Well, what happens when you compare that to someone who's

joins a company and is in that company and continues to progress and grow inside that same
company for 20 or 30 years.

He only knows about that company, but what he knows, he knows incredibly well.

Okay?

So there's some value to changing, and there's sometimes needs to change quickly, but
there's also value in stability.

Paul is telling Timothy, you're going to have to handle older men different than younger
men.

You're going to have to handle older women

different than younger women.

Do you walk up to your mother and say, you need to change?

Good luck with that as you're probably going to get the conversation.

Do you know how many hours I spent in labor to bring you into this world?

So, Paul tells Timothy, as you're dealing with older women, here's how you do it.

You treat them as your mother.

You're dealing with an older man, you treat him with respect and with honor, and you teach
and you exhort and you're long-suffering and you give them time to change.

But then he also says that the younger men are to be treated as what?

As brothers, not slaves, not, hey, go do my bidding.

I'm the preacher, go do that.

But as brothers, there's to be community, there's to be growth together, there's to be
working together.

How does he treat the younger women?

Not as dating prospects?

No!

Timothy, by all indications, was single.

He's not to be looking for going and using his time as a minister to look for a wife.

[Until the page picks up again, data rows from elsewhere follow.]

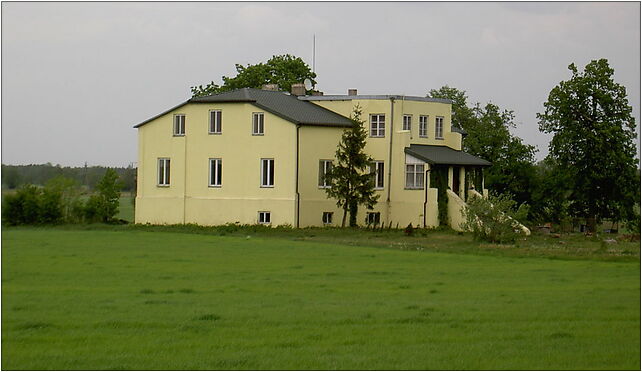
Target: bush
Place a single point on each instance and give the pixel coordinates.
(494, 219)
(31, 205)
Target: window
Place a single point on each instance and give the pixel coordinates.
(327, 218)
(179, 125)
(414, 176)
(216, 172)
(163, 172)
(324, 167)
(373, 218)
(267, 172)
(265, 217)
(439, 127)
(378, 169)
(423, 126)
(407, 122)
(216, 124)
(377, 125)
(257, 124)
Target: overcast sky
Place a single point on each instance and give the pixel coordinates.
(77, 76)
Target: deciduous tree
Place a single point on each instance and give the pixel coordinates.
(593, 142)
(283, 70)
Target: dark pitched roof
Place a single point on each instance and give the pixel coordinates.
(444, 155)
(281, 104)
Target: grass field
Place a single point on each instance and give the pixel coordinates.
(129, 299)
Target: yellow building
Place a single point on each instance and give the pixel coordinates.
(258, 156)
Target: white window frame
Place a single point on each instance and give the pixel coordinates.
(179, 125)
(269, 176)
(377, 125)
(164, 172)
(373, 216)
(265, 217)
(407, 122)
(258, 123)
(439, 127)
(417, 172)
(423, 126)
(215, 179)
(324, 167)
(215, 122)
(379, 174)
(327, 218)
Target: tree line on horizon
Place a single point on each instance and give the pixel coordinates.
(14, 176)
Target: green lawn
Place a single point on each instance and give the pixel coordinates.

He's to be treating them as sisters with respect and with purity, as he says, with all
purity.

Timothy had to watch his actions to make sure that his interactions were pure.

and right in the eyes of God.

He further says, verse 3, honor widows who are really widows.

Now, as Paul transitions here, he's giving, he's gone back to instructing Timothy on how
to instruct those who are in the congregation.

And by the way, I don't think that is at all an exception in verses 1 and 2.

When Paul gives these statements about, not do this, he's not just talking to Timothy.

He's talking about this is to be the standard way that Christians treat one another.

Younger Christians should treat older Christians with honor and with respect.

Younger Christians should treat one another as brethren.

And so,

He now transitions, as Paul tells Timothy what he should be teaching, to honor widows who
are really widows.

What is a widow?

Okay, in this context it's specifically a woman who has lost their spouse.

Okay, their spouse has died.

So what is the difference between a widow and a person who's really a widow?

All right, so what Paul is going to discuss here are the qualifications for a widow to be
taken care of financially and physically by the church.

What is it that was the the general scenario for a widow in the first century and in that
culture?

What physical situation was she typically in?

Say what?

All right, living with her children most likely.

Older, which is somewhat relative because the life spans in that time weren't as long as
they are now.

So this could be somebody who's uh not as old as we typically think of someone who might
be widowed.

But in addition to that, was it typically the case that a woman could get a full
sustaining income through labor?

No.

Did a woman have the same standing under the law?

No.

Could a woman in some scenarios even hold and own property?

Sometimes no.

And so as a result, her situation is different than a widower.

A widower has lost a spouse

But as a man in that culture, in that day, in that time, he's in a very different scenario
than if he's the one who dies and his wife remains.

Okay?

So.

The first thing to realize is that the widow in this context and going all the way back in
the Old Testament is considered in a completely different light than a man whose wife has

died.

Secondly, we see that Paul's going to list uh a set of qualifications for a widow in order
for the church to actually take over supporting that widow.

He says, honor widows who are really, wait a minute before I go further.

How do we know he's talking about physical help and support before we ever get out of
verse three?

Alright?

When you go back to Exodus chapter 20 and you look at the Ten Commandments and you read,
honor your father and your mother that your days may be long on the earth.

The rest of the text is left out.